The utilization of mobile technology increases treatment and diagnostic capabilities, but it also increases the complexity of health care (Liljegren, 2006). Mobile devices may play an important role in convincing health care staff to use and handle the volume and complexity of clinical data by simplifying the integration of mobile devices into existing medical information systems (Karahoca, Bayraktar, Tatoglu, & Karahoca, 2010). However, physicians have clear access preferences when they interact with patient records during their daily rounds (Reuss et al., 2004). Increasingly health care policy and decision makers are demanding evidence to justify investments in health information systems (Kushniruk & Patel, 2004). 

Various types of mobile devices are in use in health care. Personal digital assistants (PDAs), tablet PCs, and laptops installed on mobile workstations are the devices most commonly mentioned in the studies. Each of these devices clearly has strengths and weaknesses, which should be taken into account when a decision is made about the method appropriate for helping physicians and nurses interact with a number of electrical information systems during daily routines. User preferences for these kinds of devices and the situations under which different devices would be used have been studied in several papers (Andersen Lindgaard, Prgomet, Creswick, & Westbrook, 2009).

Some studies have commented about the usability of mobile workstations, but even then the focus was either on the information systems used by the mobile devices, the usability of the user interfaces of the system, or the physical properties of the computers per se (Andersen et al., 2009). However, a need for mobile workstations with better usability and ergonomics for health care workers was reported in these same studies. The studies addressed questions about the size of workstations, the ease of operation, and the mobility of the workstation (Junglas, Abraham, & Ives, 2009), each of which is an important design factor that affects the usability and ergonomics of a product.

In this paper we have used the terms usability and ergonomics side by side. According to Pheasant (1996), the objective of ergonomics is to achieve the best possible match between a product and its users in the context of the work task to be performed. On the other hand, the SFS-EN ISO 9241-11 (1998) standard states that usability is the extent to which a product can be used by specified users to achieve specified goals with effectiveness, efficiency, and satisfaction in a specified context of use. Generally speaking, considering both usability and ergonomics during the development of a medical device, and when medical technology is purchased at hospitals, is considered to be increasingly important (Liljegren & Osvalder, 2004; Martin, Norris, Murphy, & Crowe, 2008).
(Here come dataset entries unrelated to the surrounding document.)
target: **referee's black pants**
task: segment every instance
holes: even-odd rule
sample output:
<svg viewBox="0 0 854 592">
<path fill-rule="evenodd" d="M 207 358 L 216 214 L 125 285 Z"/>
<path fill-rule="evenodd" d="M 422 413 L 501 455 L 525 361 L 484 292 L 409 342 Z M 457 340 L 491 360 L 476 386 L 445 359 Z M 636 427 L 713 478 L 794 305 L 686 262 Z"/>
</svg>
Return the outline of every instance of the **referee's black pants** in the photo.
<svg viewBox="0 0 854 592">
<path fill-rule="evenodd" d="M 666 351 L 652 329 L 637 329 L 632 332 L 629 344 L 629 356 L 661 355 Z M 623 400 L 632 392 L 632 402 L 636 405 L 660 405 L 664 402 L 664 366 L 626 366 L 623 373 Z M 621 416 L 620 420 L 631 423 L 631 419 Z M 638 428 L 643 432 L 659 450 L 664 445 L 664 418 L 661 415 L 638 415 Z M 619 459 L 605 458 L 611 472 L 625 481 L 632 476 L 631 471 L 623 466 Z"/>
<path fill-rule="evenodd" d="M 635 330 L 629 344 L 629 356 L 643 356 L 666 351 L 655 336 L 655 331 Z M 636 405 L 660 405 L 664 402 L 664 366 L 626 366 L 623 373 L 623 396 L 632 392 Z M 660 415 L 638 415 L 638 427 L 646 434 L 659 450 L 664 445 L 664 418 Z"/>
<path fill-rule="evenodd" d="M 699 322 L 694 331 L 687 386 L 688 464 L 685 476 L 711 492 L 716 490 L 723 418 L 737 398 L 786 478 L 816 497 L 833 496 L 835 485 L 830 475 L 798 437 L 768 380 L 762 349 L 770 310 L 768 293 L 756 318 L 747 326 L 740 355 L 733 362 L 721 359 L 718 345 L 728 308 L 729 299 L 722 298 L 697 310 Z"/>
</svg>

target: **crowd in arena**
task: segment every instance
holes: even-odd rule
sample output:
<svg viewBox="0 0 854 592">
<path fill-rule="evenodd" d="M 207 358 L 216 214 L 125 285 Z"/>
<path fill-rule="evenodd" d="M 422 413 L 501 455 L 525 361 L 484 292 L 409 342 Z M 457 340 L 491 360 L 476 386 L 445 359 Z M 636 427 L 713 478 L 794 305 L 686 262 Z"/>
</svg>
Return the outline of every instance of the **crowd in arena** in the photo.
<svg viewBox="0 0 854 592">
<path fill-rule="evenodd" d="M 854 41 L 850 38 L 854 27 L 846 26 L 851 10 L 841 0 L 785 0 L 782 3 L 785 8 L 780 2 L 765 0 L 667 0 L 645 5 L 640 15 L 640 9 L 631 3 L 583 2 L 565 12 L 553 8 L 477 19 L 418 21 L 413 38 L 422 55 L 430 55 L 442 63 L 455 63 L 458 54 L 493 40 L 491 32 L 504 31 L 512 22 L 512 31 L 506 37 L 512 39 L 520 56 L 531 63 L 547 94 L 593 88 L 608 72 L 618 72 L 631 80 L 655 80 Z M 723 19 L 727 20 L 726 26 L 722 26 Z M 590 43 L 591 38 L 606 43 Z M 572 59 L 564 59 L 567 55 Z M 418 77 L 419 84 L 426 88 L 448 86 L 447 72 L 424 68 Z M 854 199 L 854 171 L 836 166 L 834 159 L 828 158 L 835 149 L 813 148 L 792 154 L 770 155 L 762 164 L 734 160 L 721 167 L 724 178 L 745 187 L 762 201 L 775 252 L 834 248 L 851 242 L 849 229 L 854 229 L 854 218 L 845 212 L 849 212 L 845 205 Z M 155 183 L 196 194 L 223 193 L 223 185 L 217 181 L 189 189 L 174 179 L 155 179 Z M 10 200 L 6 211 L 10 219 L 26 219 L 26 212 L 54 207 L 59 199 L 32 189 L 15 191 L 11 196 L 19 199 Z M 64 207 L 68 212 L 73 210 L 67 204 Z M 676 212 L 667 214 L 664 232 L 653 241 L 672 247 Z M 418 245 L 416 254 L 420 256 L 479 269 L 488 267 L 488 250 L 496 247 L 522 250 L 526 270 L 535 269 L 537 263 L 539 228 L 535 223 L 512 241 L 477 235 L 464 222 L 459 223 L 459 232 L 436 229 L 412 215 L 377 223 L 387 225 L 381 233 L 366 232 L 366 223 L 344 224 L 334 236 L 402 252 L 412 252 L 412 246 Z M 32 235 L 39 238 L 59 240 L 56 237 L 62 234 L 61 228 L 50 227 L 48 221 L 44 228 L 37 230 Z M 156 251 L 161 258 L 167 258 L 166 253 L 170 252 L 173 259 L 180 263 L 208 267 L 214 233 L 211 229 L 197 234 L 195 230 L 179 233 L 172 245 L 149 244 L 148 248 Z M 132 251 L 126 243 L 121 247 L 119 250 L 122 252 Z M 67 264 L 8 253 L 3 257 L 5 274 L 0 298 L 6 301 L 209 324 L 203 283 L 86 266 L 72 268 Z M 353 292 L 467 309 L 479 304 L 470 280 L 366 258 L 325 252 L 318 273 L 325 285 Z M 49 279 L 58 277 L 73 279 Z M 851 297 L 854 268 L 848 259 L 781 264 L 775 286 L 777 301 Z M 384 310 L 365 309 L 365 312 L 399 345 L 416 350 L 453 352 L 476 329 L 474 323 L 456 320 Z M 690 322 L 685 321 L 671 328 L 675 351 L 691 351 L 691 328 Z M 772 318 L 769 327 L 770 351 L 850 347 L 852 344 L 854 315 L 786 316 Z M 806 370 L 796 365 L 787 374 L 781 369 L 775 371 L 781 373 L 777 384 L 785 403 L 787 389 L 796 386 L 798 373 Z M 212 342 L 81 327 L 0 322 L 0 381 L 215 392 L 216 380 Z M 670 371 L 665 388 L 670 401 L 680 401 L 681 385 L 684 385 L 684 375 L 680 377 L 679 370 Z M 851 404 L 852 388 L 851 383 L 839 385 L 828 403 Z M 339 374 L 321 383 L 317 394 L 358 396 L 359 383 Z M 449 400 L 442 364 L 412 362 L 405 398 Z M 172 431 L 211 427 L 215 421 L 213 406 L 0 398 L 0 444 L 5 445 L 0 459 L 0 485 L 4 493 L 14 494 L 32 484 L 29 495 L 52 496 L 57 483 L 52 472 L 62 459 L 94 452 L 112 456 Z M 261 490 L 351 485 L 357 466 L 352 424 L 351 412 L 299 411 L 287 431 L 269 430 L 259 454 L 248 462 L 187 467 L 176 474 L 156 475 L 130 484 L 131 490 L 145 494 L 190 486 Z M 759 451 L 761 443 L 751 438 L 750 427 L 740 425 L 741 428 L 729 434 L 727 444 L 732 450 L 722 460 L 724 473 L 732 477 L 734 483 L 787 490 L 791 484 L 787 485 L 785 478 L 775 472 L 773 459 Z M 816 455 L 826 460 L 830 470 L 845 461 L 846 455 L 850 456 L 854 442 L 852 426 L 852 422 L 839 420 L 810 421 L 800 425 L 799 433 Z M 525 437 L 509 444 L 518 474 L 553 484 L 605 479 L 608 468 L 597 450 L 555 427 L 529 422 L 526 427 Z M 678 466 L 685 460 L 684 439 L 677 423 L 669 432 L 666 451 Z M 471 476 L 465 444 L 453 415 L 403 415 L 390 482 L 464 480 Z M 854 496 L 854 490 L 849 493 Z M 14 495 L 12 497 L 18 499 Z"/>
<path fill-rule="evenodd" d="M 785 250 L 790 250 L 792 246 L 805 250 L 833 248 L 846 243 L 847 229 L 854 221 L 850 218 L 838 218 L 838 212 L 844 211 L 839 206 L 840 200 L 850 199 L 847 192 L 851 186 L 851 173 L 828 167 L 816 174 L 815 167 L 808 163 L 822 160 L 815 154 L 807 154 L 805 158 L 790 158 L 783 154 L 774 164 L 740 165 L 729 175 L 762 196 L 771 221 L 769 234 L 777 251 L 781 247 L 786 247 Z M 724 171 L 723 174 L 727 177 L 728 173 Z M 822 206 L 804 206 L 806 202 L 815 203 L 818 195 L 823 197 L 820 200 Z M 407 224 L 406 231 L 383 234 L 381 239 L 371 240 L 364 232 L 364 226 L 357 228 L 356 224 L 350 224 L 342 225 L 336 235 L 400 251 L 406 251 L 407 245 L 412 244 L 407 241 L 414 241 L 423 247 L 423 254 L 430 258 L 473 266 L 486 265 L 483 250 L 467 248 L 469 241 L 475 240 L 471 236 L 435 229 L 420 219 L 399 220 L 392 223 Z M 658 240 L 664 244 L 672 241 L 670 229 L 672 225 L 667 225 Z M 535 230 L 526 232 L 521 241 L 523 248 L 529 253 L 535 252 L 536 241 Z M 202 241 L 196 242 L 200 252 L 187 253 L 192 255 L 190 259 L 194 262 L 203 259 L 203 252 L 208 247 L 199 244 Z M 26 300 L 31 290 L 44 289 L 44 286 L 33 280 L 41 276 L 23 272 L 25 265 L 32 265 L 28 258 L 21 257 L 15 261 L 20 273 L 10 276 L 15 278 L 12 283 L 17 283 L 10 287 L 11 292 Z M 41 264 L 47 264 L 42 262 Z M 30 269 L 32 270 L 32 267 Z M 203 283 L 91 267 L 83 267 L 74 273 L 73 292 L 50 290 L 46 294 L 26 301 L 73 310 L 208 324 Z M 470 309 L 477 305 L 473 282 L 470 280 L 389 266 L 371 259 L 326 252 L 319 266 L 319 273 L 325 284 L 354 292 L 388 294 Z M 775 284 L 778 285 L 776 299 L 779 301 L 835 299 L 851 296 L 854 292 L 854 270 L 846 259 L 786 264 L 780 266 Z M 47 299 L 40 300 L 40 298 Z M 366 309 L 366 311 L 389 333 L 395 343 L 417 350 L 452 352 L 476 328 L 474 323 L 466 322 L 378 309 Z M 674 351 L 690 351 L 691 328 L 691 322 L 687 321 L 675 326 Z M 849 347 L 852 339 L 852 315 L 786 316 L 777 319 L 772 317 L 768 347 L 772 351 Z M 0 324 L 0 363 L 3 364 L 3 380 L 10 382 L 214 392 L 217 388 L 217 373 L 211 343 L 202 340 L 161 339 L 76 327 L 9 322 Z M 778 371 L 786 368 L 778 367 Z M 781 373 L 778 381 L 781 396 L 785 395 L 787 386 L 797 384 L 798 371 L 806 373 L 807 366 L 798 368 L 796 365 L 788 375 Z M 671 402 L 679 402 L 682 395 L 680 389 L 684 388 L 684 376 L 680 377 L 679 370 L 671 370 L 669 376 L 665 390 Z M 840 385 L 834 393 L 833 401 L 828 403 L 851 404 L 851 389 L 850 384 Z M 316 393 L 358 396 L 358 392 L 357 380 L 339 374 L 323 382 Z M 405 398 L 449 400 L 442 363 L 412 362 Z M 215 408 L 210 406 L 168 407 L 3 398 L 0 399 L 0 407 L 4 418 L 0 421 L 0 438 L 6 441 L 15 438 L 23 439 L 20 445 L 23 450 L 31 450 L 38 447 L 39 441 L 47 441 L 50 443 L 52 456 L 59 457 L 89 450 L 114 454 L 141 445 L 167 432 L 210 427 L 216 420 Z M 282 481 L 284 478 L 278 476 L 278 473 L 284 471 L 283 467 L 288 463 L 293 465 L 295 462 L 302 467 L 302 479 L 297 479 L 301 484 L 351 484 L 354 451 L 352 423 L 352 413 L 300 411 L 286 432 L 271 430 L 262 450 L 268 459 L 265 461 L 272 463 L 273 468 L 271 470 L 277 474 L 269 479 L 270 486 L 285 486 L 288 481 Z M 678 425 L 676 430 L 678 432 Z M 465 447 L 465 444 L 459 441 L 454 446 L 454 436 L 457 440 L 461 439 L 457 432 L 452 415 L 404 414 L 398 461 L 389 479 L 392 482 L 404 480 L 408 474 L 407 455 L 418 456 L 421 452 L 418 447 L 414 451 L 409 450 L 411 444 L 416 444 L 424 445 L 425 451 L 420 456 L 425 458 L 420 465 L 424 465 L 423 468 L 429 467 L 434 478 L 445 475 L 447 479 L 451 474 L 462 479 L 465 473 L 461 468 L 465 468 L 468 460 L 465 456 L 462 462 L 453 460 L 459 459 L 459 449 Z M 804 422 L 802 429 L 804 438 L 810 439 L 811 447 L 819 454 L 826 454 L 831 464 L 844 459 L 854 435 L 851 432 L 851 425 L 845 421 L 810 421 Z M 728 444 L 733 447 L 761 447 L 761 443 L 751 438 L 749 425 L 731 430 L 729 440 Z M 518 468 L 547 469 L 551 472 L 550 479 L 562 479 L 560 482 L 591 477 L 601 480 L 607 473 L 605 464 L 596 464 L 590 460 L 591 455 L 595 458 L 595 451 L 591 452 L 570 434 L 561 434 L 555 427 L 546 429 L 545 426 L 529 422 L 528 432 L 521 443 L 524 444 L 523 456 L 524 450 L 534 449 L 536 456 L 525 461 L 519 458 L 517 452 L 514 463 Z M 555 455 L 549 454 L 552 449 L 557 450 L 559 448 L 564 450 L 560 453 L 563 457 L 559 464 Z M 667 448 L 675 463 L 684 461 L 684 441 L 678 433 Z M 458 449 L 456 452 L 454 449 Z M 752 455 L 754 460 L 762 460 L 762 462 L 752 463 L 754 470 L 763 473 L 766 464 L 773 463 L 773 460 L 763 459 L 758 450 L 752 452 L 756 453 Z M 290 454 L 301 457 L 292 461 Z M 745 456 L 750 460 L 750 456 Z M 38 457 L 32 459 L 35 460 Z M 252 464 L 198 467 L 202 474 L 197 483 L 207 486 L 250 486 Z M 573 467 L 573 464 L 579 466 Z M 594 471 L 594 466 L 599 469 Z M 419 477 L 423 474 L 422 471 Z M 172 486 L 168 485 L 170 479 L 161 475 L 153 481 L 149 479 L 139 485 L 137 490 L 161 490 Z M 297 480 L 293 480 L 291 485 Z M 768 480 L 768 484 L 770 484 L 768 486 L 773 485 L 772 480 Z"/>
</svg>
The aim of this study was to test the ergonomics and usability of a mobile workstation prototype in real work situations. As this study was conducted as a part of a product development process, an additional objective was to determine the most important ergonomic design factors that need to be taken into account in the final and future mobile workstation version. In this study neither the usability of the computer user interface nor the usability of the electronic patient information system was included. To be able to fully utilize a mobile workstation in a hospital environment requires that both the work processes and the Information and Communication Technology (ICT) infrastructure have been adapted for this new medical practice. In this study we wanted to investigate the use of the mobile workstation in normal work situations and to collect user experience on the new mobile workstation model, not the new way of working as such. Thus we selected users who already had some experience with mobile workstations.